With the end of my first month at PCAF, I feel called to say thank you – thank you to PCAF’s Board of Directors for putting their faith and trust in me and to PCAF’s staff and community for the very warm welcome. I look forward to getting to know Tacoma.
The first cases of what became known as HIV were reported when I was 10 years old. When I started coming out as a teenager, I experienced both the stigma of being gay and the stigma relating HIV to gay men. The virus has been a part of my life since then – in the communities I live in, the relationships I have, and in the volunteer and professional work I engage in.
For the past 16 years, my involvement in HIV has led me to many different corners of the work in volunteer, nonprofit and government settings: as a participant in HIV vaccine and prevention research studies, as a member and leader of various research community advisory boards, as a graduate of several leadership institutes, as an outreach worker, a technical assistance and training provider, a grant writer and reviewer, a conference planner, and much more. What I have learned from these experiences has been invaluable – most importantly in having built a foundation of compassion and justice into my leadership.
I’m thrilled and humbled to be in service to the clients, staff and community of Pierce County AIDS Foundation, and excited to put my skills and experiences to work for you.
I bring a commitment to social justice approaches, to working at the intersections of race, class, gender, sexual orientation, faith, viral status and other categories. I have a strong belief in community engagement and leadership development, and I ground myself in a values-based approach based on compassion, justice, and love in action. After only a few weeks here at PCAF, I can tell I am in alignment with the organization and its values.
We still have a lot of work to do. PCAF’s continued success is about all of us working together to end this epidemic. It’s about showing how prevention and care can be effectively integrated. It’s about developing staff to be recognized national leaders in their field. It’s about building sustainable funding models for the work. It’s about combatting stigma on every level. Most importantly, it’s about ensuring that the people we serve live full, healthy lives no matter their viral status or what life experiences they have had.

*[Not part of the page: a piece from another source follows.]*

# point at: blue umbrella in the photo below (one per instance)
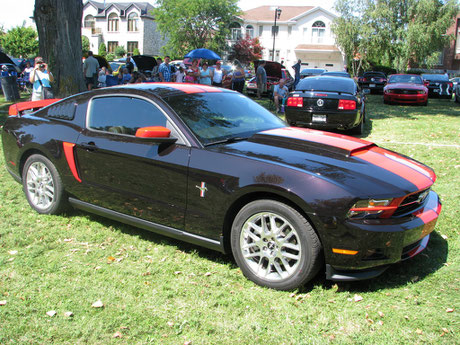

Our mission reads, Pierce County AIDS Foundation, through education and service, prevents HIV infection, assists persons affected by HIV/AIDS, addresses related health problems, and combats stigma and discrimination. For all those who support our mission, thank you. For all those impacted in some way by this disease, we are here for you. For those ready to join us in the work, welcome. When we get to the end, with no new infections, with all those living with HIV disease getting the care they need, and with stigma eradicated, we can look back together and say, “we did it”.